Because Maddison is on maternity leave, Israel had been the main breadwinner. No income meant that essentials like their mortgage and utilities would go unpaid. Threatened with losing their home, Ostrognai was able to make an internal referral to the Catholic Charities Resource and Referral program so the family could receive COVID-19-designated assistance.

“Migrants typically face multiple issues in an economic downturn,” said Gloria Whitcraft, CEO of Catholic Charities. “Fortunately, we have the expertise to help them navigate the bureaucracy and find a solution.”

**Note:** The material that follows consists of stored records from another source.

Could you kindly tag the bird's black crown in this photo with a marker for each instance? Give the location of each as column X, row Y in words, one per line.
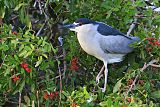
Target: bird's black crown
column 83, row 21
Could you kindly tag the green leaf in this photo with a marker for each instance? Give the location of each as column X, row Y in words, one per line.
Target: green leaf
column 156, row 94
column 27, row 100
column 45, row 56
column 19, row 6
column 117, row 86
column 39, row 61
column 22, row 53
column 22, row 86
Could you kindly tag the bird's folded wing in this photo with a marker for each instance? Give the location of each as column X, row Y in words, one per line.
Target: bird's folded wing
column 117, row 44
column 106, row 30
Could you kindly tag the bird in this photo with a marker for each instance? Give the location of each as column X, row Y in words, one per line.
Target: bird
column 103, row 42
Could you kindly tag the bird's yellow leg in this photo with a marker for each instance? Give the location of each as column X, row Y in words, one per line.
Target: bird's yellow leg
column 99, row 75
column 106, row 75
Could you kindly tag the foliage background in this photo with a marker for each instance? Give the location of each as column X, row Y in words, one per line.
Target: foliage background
column 64, row 75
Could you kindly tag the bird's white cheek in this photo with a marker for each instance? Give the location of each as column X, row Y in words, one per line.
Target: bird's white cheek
column 75, row 30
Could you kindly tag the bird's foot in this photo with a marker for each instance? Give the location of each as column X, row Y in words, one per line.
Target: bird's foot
column 103, row 89
column 98, row 78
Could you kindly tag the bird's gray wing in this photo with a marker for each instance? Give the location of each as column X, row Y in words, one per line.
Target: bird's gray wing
column 117, row 44
column 106, row 30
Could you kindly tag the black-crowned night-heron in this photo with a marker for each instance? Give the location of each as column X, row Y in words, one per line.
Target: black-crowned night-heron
column 102, row 41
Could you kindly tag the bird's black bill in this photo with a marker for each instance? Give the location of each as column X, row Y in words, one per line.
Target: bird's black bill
column 69, row 26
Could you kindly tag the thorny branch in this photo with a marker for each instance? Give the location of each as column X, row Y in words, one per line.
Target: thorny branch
column 151, row 63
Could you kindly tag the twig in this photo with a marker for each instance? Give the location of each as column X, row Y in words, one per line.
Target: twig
column 3, row 62
column 64, row 63
column 132, row 26
column 151, row 63
column 38, row 98
column 41, row 28
column 60, row 96
column 33, row 104
column 19, row 101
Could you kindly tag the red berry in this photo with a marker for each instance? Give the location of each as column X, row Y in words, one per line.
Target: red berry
column 14, row 33
column 24, row 65
column 28, row 70
column 15, row 78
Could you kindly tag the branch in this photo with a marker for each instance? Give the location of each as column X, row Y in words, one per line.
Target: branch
column 19, row 101
column 60, row 74
column 132, row 26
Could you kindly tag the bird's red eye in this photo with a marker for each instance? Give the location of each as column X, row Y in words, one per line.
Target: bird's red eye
column 80, row 23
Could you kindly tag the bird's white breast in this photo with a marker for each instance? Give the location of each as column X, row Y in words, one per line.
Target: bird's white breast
column 90, row 39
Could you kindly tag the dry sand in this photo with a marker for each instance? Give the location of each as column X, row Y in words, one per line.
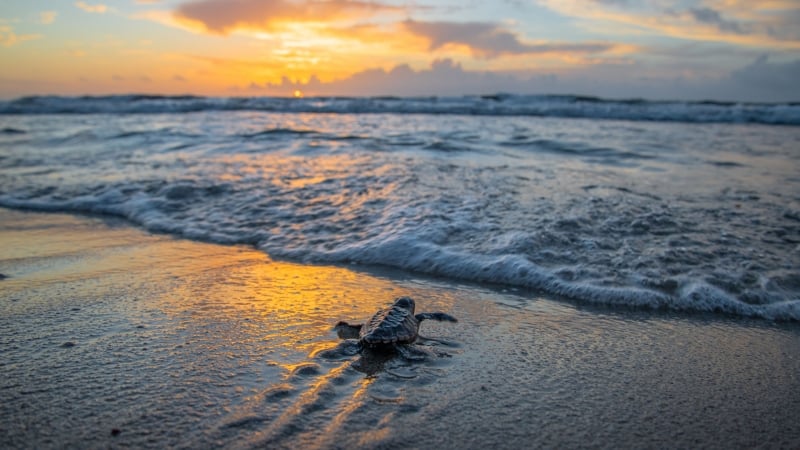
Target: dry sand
column 110, row 337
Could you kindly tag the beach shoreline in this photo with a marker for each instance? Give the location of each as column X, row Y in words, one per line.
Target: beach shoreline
column 116, row 337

When the pandemic struck, Catholic Charities spent most of the first couple months securing grants and donations to assist the many individuals, families and small-business owners who needed assistance. With these relief funds in-house, Israel and Maddison were able to stay afloat because Catholic Charities paid their mortgage and utilities.

“Many thanks to everyone who made this [assistance] possible,” said Israel. “It has been a lifesaver.”

Catholic Charities is present in Allen County and surrounding areas and is recognized by the Department of Justice as a provider of these legal services. In cooperation with the U.S. Conference of Catholic Bishops, Catholic Charities is also the only refugee resettlement agency in northern Indiana. The Board of Immigration Appeals (U.S. Department of Homeland Security) recognizes Catholic Charities’ Immigration Services as a program that provides accurate and affordable services to immigrants who seek to adjust their status, reunite with family members, obtain employment authorization, or file paperwork to make other status adjustments through U.S. Citizenship and Immigration Services, formerly the U.S. Immigration and Naturalization Service. Catholic Charities also provides citizenship classes and assistance with the process of naturalization. 

Editor’s note: Luz Ostrognai is fully accredited in immigration services through the U.S. Department of Justice. Clients’ last names are withheld.